The setup for Super Lucky's Tale is so forgettable and unimportant that the game blows through it fairly quickly because apparently, it doesn't even care. Lucky's sister Lira is a Guardian, a heroic fox, who returns home after obtaining the mythic Book of Ages. However, the book is also the goal for an evil group of cats known as the Kitty Litter and their leader Jinx. During an attempt by the Kitty Litter to obtain the book, it opens, sucking all the members of the Kitty Litter, and Lucky into the book. Now Lucky must traverse multiple worlds in order to fight and defeat each member of the Kitty Litter.
While many of the classic mascot platformers in the past were able to make do without a story, the fact is that today a little investment in the character wouldn't be out of line. What little the story gives you makes you more interested to get to know the sister character than Lucky himself. The story gets basically ignored between the beginning and the end of the game. Characters speak in gibberish, although the prologue is voiced, you can tell the idea was to go for a "classic" feel, but instead, it just feels dated. Mario can get away with it because he's got the history. Anybody new to the game should do more.
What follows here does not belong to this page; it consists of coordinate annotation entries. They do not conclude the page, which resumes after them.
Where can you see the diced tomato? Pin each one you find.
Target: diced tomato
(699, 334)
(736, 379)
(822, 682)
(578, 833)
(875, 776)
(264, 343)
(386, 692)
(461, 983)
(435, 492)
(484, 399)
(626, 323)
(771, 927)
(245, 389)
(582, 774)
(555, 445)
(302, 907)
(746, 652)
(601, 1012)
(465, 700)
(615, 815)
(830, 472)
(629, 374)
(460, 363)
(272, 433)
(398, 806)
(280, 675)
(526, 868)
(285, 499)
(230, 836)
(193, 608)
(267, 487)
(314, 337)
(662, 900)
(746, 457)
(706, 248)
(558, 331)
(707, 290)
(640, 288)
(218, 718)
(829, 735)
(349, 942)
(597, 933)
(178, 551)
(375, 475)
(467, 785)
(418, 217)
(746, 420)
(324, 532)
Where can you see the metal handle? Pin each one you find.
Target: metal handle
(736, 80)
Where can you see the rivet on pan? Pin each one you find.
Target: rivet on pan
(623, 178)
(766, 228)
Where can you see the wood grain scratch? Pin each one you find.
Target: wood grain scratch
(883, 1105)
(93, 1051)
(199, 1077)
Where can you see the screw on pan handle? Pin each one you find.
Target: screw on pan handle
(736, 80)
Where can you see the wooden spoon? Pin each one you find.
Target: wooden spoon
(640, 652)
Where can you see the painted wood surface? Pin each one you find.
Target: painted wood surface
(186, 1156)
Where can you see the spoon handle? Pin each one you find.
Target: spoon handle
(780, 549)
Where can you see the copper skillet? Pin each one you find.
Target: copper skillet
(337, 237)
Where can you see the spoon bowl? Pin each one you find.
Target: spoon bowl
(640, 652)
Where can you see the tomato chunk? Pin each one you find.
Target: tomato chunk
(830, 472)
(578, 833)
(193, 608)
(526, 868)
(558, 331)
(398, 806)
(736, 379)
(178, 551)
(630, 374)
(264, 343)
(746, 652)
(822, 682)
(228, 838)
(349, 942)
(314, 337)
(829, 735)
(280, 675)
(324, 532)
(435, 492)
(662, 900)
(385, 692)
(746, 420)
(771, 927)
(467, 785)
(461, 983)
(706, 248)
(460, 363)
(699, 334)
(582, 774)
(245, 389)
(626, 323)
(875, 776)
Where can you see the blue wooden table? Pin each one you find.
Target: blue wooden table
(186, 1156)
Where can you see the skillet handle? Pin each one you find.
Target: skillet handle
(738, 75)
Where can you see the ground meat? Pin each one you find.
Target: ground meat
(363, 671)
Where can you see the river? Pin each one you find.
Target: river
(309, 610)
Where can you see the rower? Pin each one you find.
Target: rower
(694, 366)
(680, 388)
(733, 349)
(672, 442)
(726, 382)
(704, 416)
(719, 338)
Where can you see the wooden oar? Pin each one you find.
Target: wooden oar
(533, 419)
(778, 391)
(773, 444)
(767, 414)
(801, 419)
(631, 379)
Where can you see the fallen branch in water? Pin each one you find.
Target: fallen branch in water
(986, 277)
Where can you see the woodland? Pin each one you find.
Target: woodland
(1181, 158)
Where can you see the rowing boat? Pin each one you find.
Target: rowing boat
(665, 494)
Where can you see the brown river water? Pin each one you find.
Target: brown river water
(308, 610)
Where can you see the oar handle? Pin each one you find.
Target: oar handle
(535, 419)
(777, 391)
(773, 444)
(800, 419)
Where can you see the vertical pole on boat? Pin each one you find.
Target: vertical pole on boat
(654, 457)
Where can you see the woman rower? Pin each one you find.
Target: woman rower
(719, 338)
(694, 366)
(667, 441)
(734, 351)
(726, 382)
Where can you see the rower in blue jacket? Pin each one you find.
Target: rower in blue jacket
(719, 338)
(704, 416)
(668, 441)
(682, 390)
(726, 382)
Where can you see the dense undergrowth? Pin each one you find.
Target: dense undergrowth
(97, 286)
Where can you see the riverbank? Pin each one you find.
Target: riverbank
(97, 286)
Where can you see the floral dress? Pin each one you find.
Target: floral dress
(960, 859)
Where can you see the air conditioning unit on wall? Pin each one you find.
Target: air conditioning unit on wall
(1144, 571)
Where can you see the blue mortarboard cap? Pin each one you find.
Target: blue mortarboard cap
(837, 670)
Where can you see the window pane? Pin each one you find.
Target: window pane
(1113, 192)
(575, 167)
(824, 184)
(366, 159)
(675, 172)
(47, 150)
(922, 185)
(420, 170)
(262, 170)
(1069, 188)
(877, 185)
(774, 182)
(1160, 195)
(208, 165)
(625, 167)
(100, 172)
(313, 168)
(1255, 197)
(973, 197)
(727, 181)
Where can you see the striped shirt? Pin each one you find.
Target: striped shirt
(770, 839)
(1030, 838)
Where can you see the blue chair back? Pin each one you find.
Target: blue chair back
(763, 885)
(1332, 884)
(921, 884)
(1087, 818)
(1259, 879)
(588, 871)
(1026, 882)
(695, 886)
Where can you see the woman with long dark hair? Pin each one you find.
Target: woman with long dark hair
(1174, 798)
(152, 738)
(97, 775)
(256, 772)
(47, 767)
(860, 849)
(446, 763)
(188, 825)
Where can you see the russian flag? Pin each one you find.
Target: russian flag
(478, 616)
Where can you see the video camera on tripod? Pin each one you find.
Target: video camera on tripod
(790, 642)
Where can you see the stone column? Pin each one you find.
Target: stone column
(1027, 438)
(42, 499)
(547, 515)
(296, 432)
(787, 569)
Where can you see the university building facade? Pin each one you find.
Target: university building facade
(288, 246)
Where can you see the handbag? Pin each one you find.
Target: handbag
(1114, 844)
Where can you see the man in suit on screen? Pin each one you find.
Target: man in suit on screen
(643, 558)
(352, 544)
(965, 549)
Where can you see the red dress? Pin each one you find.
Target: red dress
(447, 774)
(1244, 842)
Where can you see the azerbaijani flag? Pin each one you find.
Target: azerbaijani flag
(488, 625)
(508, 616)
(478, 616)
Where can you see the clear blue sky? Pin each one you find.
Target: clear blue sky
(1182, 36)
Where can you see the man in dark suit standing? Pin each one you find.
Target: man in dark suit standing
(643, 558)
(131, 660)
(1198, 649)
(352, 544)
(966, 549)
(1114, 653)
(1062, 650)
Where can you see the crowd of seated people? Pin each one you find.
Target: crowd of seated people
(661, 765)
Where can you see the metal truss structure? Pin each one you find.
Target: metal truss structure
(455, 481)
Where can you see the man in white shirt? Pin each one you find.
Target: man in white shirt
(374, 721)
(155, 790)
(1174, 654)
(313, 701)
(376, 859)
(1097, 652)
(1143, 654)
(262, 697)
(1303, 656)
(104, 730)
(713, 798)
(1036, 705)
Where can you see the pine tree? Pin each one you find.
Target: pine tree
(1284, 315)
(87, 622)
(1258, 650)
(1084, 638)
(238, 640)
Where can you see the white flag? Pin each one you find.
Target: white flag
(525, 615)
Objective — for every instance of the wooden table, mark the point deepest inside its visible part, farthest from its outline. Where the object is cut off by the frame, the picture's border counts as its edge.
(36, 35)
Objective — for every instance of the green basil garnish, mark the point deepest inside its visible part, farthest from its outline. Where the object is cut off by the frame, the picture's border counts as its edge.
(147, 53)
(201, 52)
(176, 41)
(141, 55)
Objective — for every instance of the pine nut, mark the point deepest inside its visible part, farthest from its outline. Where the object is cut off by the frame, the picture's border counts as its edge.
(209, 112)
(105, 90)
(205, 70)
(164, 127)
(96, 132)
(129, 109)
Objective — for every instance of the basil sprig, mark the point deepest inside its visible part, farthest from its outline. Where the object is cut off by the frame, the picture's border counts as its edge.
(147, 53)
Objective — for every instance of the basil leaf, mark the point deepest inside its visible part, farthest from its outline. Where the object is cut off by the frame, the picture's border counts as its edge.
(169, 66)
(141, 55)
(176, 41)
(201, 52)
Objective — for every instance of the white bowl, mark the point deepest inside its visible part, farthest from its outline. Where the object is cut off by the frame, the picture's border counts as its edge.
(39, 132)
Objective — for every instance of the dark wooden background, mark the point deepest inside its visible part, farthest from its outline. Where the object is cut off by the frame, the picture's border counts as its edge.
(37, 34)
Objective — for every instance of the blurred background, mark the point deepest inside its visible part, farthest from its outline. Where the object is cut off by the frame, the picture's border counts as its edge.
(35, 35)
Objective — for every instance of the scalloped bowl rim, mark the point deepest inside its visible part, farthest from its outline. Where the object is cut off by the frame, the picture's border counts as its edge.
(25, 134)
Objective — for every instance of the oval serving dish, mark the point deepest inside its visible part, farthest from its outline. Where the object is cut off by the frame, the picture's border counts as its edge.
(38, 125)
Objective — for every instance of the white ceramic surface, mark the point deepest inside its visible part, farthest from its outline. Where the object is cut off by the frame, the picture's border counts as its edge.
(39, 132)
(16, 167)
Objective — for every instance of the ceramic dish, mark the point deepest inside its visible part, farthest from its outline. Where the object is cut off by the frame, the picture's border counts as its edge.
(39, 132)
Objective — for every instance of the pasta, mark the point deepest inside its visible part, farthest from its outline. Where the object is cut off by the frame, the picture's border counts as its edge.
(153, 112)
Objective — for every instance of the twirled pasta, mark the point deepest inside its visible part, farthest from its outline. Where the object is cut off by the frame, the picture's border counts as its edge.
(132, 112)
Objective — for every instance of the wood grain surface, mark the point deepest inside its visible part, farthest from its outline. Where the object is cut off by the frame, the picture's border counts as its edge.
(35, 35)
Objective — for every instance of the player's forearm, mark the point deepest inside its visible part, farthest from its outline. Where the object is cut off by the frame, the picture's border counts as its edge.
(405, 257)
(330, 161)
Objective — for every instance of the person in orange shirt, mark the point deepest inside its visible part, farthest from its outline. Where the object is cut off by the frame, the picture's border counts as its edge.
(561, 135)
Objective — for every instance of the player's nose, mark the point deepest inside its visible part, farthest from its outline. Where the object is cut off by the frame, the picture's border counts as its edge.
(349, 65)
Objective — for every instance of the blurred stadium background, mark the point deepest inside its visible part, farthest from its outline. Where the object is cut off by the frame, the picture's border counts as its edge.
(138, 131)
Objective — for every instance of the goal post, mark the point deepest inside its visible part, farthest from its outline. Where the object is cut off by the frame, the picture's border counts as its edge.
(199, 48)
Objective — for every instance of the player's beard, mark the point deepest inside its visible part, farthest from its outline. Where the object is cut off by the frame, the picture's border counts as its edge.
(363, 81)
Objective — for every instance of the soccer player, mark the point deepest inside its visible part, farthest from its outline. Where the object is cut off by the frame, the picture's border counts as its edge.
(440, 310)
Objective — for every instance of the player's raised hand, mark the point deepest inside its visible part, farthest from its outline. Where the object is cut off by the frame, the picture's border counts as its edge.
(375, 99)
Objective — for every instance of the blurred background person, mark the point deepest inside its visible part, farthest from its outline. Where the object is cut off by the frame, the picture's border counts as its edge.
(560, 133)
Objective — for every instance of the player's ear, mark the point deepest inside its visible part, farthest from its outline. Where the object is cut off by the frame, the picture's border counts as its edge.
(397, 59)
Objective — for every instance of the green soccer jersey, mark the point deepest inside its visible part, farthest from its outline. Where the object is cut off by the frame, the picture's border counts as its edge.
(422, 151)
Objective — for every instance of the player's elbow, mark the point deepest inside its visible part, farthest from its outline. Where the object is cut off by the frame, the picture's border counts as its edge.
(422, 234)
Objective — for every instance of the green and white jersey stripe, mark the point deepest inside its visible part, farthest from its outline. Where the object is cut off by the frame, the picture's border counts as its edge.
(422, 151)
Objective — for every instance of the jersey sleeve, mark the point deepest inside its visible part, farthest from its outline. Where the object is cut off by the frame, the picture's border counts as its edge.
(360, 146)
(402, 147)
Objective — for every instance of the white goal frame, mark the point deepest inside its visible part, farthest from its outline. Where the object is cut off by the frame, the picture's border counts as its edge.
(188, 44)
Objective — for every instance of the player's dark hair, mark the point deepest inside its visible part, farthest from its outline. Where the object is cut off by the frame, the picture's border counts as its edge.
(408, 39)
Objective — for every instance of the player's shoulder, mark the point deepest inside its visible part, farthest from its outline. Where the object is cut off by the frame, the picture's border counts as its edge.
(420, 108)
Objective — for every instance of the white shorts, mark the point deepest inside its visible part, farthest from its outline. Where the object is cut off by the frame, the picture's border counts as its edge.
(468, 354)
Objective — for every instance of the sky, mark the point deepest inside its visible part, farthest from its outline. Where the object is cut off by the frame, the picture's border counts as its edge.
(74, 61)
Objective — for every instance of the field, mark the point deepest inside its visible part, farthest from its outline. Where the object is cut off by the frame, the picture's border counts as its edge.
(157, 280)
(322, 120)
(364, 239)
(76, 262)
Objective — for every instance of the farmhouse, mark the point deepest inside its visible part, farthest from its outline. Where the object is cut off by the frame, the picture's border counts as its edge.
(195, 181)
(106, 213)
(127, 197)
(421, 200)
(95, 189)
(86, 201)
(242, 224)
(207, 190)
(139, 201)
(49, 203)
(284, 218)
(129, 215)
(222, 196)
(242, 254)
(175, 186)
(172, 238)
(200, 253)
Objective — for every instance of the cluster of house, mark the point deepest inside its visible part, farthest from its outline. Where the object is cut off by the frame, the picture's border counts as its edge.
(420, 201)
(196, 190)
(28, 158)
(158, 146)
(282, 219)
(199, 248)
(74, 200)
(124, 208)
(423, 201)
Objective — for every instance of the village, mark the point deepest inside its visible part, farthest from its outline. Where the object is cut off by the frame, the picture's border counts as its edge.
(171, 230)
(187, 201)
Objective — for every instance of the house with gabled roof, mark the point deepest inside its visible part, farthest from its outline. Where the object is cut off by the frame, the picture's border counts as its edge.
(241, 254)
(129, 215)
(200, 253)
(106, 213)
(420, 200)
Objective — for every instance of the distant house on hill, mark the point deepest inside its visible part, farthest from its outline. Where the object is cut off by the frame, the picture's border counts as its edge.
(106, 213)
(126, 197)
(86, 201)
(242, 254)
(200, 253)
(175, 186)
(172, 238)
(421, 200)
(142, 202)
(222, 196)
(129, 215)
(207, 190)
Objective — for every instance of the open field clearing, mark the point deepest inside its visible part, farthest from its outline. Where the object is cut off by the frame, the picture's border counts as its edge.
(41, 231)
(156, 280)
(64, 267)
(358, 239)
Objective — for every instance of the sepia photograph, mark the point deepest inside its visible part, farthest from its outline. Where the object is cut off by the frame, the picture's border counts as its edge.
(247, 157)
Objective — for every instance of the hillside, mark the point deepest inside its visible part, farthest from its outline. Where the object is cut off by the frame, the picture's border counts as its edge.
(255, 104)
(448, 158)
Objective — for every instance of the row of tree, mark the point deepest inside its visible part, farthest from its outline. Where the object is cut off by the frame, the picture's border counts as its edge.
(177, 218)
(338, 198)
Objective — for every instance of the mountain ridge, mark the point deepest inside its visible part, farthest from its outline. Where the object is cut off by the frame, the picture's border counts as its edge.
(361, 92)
Super Lucky's Tale consists of four hub worlds, each with multiple platforming levels within it. Within each level, Lucky must obtain clovers (this game's version of Mario's stars or moons) Each level has four clovers, one for completing the level itself, one for collecting 300 coins within the level, a third for picking up collectables that spell out the name Lucky, and a fourth which is secret and varies between levels as far as how you get it. Once you collect the required number of total clovers, you can move on to a boss battle with a member of the Kitty Litter. Then it's off to the next world, rinse, repeat. There are a handful of other clovers available in other standalone levels that require solving puzzles or other such elements. These levels were much more entertaining and if they'd been the focus, there could have been something here.
If you've ever played a Mario game since the days of Super Mario 64, the basic setup will look and feel very familiar. Super Lucky's Tale does try to mix things up by putting some variety in the levels. While some are open 3D environments, others work as side-scrolling 2D levels, this keeps gameplay from getting too monotonous. The 2D levels still work within 3D space as you occasionally need to jump between the background and foreground in order to traverse the level. The 2D levels are by far the standout here, mostly because the 3D worlds fall victim to a lousy camera.
For some reason, the camera in Super Lucky's Tale is limited to about 120 degrees of rotation. this makes it difficult to get a perfect idea where you are and can make jumping incredibly difficult to pull off. This means you'll probably jump to your death a lot, which wouldn't be the end of the world, except for the limited number of lives you have. Each level has multiple checkpoints but when you lose all your lives, you're back at the beginning of the level, having lost everything you've collected, including the additional clovers you can pick up along the way to the end. It feels unnecessarily punitive and designed entirely to make the game last longer.
This review was done using an Xbox One version of the game provided by the publisher.